Interest expense related to the 2027 Notes is comprised of the following:
Three Months Ended
June 30,
Six Months Ended
June 30,
2025202420252024
Contractual interest coupon$8.0 $8.4 $16.3 $16.7 
Amortization of issuance costs0.3 0.3 0.6 0.6 
Total$8.3 $8.7 $16.9 $17.3 
Asset Based Lending (ABL) Credit Facility
Concurrently with the issuance of the 2031 Notes, the company entered into an amendment of the company’s secured revolving credit facility (the Amended and Restated ABL Credit Facility) that extended the maturity date from October 2027 to June 2030 and modified certain other terms and covenants. The secured revolving credit facility continues to provide for revolving loans and letters of credit up to an aggregate amount of $125.0 million (with a limit on letters of credit of $40.0 million), with an uncommitted accordion feature allowing for the aggregate amount available to be increased up to $155.0 million upon the satisfaction of certain specified conditions.
Availability under the credit facility is subject to a borrowing base calculated by reference to the company’s receivables. At June 30, 2025, the company had no borrowings and $8.3 million of letters of credit outstanding.
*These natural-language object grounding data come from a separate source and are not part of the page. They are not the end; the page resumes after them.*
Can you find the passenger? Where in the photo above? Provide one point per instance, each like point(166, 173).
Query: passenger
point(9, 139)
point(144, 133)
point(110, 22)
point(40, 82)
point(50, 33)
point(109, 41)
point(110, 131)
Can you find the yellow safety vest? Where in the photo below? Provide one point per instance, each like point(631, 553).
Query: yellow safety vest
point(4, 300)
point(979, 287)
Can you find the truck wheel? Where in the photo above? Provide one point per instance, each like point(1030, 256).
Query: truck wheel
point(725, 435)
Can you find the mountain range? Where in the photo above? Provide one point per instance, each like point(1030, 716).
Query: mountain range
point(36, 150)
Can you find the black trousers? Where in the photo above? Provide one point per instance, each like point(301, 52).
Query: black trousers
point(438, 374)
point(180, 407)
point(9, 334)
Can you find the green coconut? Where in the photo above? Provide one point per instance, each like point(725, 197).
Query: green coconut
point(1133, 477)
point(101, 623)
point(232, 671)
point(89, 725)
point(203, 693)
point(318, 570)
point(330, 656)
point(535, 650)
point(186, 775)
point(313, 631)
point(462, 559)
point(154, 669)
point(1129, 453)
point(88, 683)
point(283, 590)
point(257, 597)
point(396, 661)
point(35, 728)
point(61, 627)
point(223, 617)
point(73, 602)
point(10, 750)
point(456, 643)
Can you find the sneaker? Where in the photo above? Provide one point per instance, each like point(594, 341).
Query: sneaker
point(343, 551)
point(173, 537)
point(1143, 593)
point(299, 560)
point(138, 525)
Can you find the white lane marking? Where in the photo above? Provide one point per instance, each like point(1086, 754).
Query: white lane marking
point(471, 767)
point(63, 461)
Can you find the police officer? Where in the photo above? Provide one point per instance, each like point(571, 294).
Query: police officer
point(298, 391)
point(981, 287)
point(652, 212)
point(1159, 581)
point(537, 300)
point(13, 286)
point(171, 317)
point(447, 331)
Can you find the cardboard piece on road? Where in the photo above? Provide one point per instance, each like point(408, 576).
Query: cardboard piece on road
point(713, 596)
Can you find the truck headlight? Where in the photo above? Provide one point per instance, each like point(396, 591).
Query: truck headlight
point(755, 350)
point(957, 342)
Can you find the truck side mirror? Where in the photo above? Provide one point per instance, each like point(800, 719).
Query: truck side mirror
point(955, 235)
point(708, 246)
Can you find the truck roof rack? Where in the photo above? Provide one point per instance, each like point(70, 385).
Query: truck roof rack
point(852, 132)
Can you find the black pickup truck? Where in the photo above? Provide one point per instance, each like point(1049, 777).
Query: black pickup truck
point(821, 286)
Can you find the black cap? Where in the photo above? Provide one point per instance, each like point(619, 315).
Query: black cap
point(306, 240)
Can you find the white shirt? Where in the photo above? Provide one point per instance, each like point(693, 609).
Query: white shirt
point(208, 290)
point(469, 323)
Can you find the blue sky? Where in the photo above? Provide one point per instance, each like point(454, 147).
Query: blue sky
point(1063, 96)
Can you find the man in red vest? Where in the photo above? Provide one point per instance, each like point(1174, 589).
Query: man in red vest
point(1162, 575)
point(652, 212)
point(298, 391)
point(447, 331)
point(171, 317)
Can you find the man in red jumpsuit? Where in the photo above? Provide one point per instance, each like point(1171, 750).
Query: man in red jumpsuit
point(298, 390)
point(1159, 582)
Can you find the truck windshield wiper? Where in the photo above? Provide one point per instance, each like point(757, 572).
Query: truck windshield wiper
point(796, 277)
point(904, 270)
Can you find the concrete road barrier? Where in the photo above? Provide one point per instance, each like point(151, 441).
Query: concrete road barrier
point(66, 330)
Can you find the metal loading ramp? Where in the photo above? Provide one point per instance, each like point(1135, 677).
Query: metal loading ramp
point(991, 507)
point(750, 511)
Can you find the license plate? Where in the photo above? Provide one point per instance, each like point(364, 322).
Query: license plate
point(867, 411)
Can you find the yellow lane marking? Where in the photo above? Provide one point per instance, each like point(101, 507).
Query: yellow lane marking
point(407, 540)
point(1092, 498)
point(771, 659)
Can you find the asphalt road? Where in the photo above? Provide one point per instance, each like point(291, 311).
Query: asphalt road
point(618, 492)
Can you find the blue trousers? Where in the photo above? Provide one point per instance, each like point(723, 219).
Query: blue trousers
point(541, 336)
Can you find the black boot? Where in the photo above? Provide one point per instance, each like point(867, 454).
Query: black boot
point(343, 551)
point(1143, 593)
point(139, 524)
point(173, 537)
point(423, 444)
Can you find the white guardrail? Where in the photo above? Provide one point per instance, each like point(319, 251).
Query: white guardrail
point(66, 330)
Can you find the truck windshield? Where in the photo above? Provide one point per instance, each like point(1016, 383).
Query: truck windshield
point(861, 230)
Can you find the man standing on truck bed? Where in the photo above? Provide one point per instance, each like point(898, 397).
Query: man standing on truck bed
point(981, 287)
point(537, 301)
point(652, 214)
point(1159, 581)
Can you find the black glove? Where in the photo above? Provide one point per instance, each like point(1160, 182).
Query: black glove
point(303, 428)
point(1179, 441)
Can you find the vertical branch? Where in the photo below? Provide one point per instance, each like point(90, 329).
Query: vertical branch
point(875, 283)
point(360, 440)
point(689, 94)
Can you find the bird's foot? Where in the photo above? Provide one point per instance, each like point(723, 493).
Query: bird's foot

Availability under the credit facility was $99.1 million, net of letters of credit issued.
The Amended and Restated ABL Credit Facility is subject to a springing maturity, under which the Amended and Restated ABL Credit Facility will immediately mature 91 days prior to any date on which contributions to pension funds in the United States in an amount in excess of $100.0 million are required to be paid unless the company is able to meet certain conditions, including that the company has the liquidity (as defined in the Amended and Restated ABL Credit Facility) to cash settle the amount of such pension payments, as applicable, no default or event of default has occurred under the Amended and Restated ABL Credit Facility, the company’s liquidity is above $130.0 million and the company is in compliance with the then applicable fixed charge coverage ratio on a pro forma basis.
The Amended and Restated ABL Credit Facility is guaranteed by the subsidiary guarantors and any future material domestic subsidiaries. The facility is secured by the assets of the company and the subsidiary guarantors, other than certain excluded assets, under a security agreement entered into by the company and the subsidiary guarantors in favor of Bank of America, N.A., as agent for the lenders under the credit facility.
The company is required to maintain a minimum fixed charge coverage ratio if the availability under the Amended and Restated ABL Credit Facility falls below the greater of 10% of the lenders’ commitments under the facility and $12.5 million.
The Amended and Restated ABL Credit Facility contains customary representations and warranties, including, but not limited to, that there has been no material adverse change in the company’s business, properties, operations or financial condition. The Amended and Restated ABL Credit Facility includes restrictions on the ability of the company and its subsidiaries to, among other things, incur other debt or liens, dispose of assets and make acquisitions, loans and investments, repurchase its equity, and prepay other debt. These restrictions are subject to several important limitations and exceptions. Events of default include non-payment, failure to comply with covenants, materially incorrect representations and warranties, change of control and default under other debt aggregating at least $50.0 million, subject to relevant cure periods, as applicable.
At June 30, 2025, the company has met all covenants and conditions under its various lending and funding agreements. For at least the next 12 months, the company expects to continue to meet these covenants and conditions.